Sitzung vom 17. August 2006
Kassationshof

Bundesrichter Schneider, Präsident,
Bundesrichter Karlen, Zünd,
Gerichtsschreiber Borner.

X. ________,
Beschwerdeführer,
vertreten durch Rechtsanwalt Daniel Vischer,

gegen

Oberstaatsanwaltschaft des Kantons Zürich, Postfach, 8090 Zürich.

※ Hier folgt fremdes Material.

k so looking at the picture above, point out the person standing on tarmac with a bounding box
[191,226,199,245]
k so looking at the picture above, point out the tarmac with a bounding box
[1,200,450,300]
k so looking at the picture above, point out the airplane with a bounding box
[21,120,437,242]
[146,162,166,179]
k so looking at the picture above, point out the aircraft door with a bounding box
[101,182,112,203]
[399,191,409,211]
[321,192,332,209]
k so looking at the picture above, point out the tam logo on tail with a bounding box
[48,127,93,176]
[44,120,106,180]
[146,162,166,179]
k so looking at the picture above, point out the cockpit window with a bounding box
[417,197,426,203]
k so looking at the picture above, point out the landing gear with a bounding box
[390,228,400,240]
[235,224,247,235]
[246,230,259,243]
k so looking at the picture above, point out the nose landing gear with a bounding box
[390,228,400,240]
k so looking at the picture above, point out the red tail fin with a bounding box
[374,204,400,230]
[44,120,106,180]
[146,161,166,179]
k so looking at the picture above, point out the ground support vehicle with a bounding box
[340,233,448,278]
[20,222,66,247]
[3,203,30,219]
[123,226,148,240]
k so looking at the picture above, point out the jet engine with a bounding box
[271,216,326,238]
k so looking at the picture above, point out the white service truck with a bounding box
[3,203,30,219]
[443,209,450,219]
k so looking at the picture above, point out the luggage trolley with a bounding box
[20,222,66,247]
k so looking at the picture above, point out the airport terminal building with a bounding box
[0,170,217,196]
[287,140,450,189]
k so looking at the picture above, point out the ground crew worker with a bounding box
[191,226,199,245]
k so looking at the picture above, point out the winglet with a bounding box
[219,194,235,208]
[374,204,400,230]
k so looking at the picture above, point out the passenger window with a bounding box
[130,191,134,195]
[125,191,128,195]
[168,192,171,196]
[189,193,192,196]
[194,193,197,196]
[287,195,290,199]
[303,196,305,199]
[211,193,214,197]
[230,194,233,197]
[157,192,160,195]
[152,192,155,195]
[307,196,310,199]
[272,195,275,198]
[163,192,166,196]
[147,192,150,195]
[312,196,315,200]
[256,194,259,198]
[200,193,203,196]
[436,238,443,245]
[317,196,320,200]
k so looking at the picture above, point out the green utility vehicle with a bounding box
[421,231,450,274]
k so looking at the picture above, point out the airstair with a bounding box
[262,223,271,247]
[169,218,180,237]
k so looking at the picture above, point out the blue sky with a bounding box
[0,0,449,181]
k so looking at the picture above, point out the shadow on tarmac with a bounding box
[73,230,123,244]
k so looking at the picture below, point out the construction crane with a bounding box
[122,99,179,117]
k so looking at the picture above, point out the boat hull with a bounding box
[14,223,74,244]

Verminderte Zurechnungsfähigkeit (Art. 11 und 13 StGB),

Nichtigkeitsbeschwerde gegen das Urteil des Obergerichts des Kantons Zürich,
I. Strafkammer,
vom 24. November 2005.

Sachverhalt:

A.
Das Obergericht des Kantons Zürich verurteilte X.________ am 24. November
2005 wegen versuchten Raubes (Art. 140 Ziff. 4 StGB), falscher Anschuldigung,
Vergehens gegen das Waffengesetz, Hausfriedensbruchs, mehrfachen Missbrauchs
von Ausweisen und Schildern, mehrfachen Fahrens ohne Führerausweis,
mehrfachen Lenkens eines Motorfahrzeugs ohne Versicherungsschutz sowie
Missbrauchs und Verschleuderung von Militärmaterial zu 6 ? Jahren Zuchthaus.
Es verpflichtete ihn, dem Opfer des versuchten Raubüberfalls eine Genugtuung
von Fr. 15'000.-- zu zahlen, und erklärte ihn für den Vorfall auch
schadenersatzpflichtig.

B.
X.________ führt Nichtigkeitsbeschwerde mit dem Antrag, der angefochtene
Entscheid sei aufzuheben und die Sache zur Einholung eines psychiatrischen
Gutachtens und zu neuerlicher Strafzumessung an die Vorinstanz
zurückzuweisen.

Das Obergericht hat auf eine Stellungnahme zur Beschwerde verzichtet (act.
4).

Das Bundesgericht zieht in Erwägung:

1.
Im vorinstanzlichen Verfahren hatte der Beschwerdeführer beantragt, über
seine Zurechnungsfähigkeit sei ein psychiatrisches Gutachten zu erstellen.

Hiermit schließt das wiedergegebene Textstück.